A differenza di altri romanzi storici (potrei farne i blasonati nomi ma me ne astengo) che di storico hanno solo il nome o l’ambientazione in cui si svolgono, questo è uno scritto con delle fondamenta solide. Destinato ad un pubblico prevalentemente adulto a causa di scene piuttosto esplicite in esso presenti, si distingue per un forte carattere, un’impronta storica rilevante ed una serie di avvenimenti intriganti. Nonostante la notevole mole di pagine, scorre meravigliosamente ed è ricco di curiosità, colpi di scena e paesaggi mozzafiato. Un romanzo sulla ricerca del sé e dell’amore, quello vero, come il sentimento tra la schiava Lin e il gladiatore Ganthar che fa capire al protagonista che il potere più grande non è quello imposto da un imperatore al suo soldato, ma quello irrazionale quanto incontrollabile dell’amore. Oppure l’amore di Jeudah per Jeshua, uno di quei tanti casi in cui un amore, illimitato eppure cieco, non tiene conto delle vere necessità della persona amata. Personalmente ho trovato alcuni passaggi davvero toccanti e di grande impatto emotivo. Sul finale, quando si parla di guerra, carestia e perfino atti di cannibalismo, consapevole della cruda realtà dei fatti raccontati, ho pianto.

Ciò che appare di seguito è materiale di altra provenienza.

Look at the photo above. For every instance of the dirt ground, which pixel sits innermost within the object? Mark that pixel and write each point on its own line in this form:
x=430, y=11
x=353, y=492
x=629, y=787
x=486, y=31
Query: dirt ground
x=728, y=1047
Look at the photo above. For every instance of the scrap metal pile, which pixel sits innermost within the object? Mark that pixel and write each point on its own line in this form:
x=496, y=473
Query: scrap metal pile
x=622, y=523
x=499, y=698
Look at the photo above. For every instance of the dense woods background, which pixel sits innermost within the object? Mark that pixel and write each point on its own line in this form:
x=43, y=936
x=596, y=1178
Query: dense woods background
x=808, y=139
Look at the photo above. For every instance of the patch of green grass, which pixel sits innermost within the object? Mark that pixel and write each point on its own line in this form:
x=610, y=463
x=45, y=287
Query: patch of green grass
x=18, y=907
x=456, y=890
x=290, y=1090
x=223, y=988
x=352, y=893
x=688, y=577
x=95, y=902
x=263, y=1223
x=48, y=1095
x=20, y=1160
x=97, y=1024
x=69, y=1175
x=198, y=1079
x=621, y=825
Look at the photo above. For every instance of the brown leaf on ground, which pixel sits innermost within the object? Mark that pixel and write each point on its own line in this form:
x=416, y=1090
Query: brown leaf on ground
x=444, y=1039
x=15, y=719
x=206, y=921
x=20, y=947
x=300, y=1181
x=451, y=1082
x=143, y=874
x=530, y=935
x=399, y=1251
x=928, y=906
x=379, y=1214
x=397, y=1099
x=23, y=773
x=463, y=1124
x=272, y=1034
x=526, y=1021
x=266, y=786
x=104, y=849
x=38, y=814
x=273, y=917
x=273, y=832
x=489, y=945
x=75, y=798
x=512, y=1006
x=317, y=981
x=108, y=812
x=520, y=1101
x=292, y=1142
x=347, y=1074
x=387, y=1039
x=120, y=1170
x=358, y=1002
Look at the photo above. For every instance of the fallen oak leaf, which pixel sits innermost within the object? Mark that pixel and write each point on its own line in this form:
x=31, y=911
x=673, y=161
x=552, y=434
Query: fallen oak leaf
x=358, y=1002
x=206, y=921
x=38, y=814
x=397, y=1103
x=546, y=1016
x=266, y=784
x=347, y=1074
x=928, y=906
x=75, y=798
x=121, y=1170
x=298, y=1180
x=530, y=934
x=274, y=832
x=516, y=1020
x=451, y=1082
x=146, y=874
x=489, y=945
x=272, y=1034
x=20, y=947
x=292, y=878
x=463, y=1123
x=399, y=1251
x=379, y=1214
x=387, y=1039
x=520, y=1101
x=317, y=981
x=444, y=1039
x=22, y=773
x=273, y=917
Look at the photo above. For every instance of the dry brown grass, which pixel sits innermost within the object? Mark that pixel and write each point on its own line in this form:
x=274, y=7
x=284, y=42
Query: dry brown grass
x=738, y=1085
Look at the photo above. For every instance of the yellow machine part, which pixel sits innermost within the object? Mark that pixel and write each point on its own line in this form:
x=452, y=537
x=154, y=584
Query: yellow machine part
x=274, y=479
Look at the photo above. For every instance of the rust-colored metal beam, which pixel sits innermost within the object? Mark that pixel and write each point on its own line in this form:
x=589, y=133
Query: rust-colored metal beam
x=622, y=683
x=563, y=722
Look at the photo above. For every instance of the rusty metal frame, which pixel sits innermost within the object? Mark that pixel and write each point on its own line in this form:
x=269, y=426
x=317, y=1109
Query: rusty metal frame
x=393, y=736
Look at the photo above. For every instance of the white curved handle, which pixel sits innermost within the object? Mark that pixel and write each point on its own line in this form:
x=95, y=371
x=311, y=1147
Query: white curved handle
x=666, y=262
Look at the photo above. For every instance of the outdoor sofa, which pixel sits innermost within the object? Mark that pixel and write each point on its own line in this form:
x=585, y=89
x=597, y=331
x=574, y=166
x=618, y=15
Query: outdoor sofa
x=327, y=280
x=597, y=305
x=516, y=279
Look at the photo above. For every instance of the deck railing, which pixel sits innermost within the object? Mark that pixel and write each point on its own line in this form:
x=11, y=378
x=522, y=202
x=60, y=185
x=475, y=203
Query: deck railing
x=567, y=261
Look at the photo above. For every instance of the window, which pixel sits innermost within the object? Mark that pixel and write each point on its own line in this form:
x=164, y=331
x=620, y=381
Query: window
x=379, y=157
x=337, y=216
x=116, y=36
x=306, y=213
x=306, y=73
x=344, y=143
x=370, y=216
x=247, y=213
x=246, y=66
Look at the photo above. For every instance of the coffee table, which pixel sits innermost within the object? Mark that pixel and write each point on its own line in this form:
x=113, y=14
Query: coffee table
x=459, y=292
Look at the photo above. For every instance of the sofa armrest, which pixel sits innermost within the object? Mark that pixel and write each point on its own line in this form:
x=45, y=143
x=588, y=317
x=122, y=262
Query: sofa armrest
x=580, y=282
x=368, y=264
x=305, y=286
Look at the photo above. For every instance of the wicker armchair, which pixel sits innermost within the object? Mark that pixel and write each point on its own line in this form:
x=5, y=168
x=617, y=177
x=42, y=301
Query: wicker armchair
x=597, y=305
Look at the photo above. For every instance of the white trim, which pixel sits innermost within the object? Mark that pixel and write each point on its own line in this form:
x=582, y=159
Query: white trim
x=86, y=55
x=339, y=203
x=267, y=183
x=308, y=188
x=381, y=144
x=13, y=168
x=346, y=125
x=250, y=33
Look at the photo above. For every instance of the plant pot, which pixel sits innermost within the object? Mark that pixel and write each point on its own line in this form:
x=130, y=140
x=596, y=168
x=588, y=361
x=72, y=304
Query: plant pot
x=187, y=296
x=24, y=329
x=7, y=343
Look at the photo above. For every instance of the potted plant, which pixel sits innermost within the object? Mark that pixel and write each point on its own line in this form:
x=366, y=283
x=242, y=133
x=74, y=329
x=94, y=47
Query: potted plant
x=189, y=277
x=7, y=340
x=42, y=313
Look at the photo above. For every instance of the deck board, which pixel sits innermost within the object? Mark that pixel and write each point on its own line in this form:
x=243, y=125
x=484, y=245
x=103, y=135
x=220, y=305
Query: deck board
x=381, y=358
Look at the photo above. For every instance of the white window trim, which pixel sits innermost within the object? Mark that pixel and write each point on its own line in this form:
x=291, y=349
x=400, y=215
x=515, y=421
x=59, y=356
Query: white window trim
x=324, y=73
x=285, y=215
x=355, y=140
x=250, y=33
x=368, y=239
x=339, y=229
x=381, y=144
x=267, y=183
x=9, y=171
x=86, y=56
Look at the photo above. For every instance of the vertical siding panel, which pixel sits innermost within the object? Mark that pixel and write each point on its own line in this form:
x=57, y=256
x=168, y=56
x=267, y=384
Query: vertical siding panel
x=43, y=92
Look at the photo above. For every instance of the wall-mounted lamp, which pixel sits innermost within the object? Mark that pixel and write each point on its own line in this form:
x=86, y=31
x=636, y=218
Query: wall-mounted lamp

Questo romanzo si distingue per la precisione maniacale di tutti i dettagli. Ogni cosa è studiata e nulla è lasciato al caso. Il titolo, Il Simbolo riflette lo spirito della narrazione. La sua ermeneutica si svela completamente e in tutte le sue sfaccettature, solo alla fine. Inizialmente il Simbolo rappresenta la manifestazione della grande potenza e della inarrestabile forza rinnovatrice della natura che si esprime attraverso una particolare dote del protagonista, successivamente si rivela nell’anello che viene donato a Ben Hamir, che apre tutte le porte dell’Impero, emblema di grandissimo potere, poi nel Tempio, simbolo di Gerusalemme, per cui ogni Israelita è pronto ad immolarsi, infine il Simbolo, come bisogno intrinseco di ciascun membro dell’umanità di credere in qualcosa, per trovare la forza di vivere. Un romanzo “ricco”, un’esperienza unica, un viaggio indimenticabile, una storia carica di emozioni.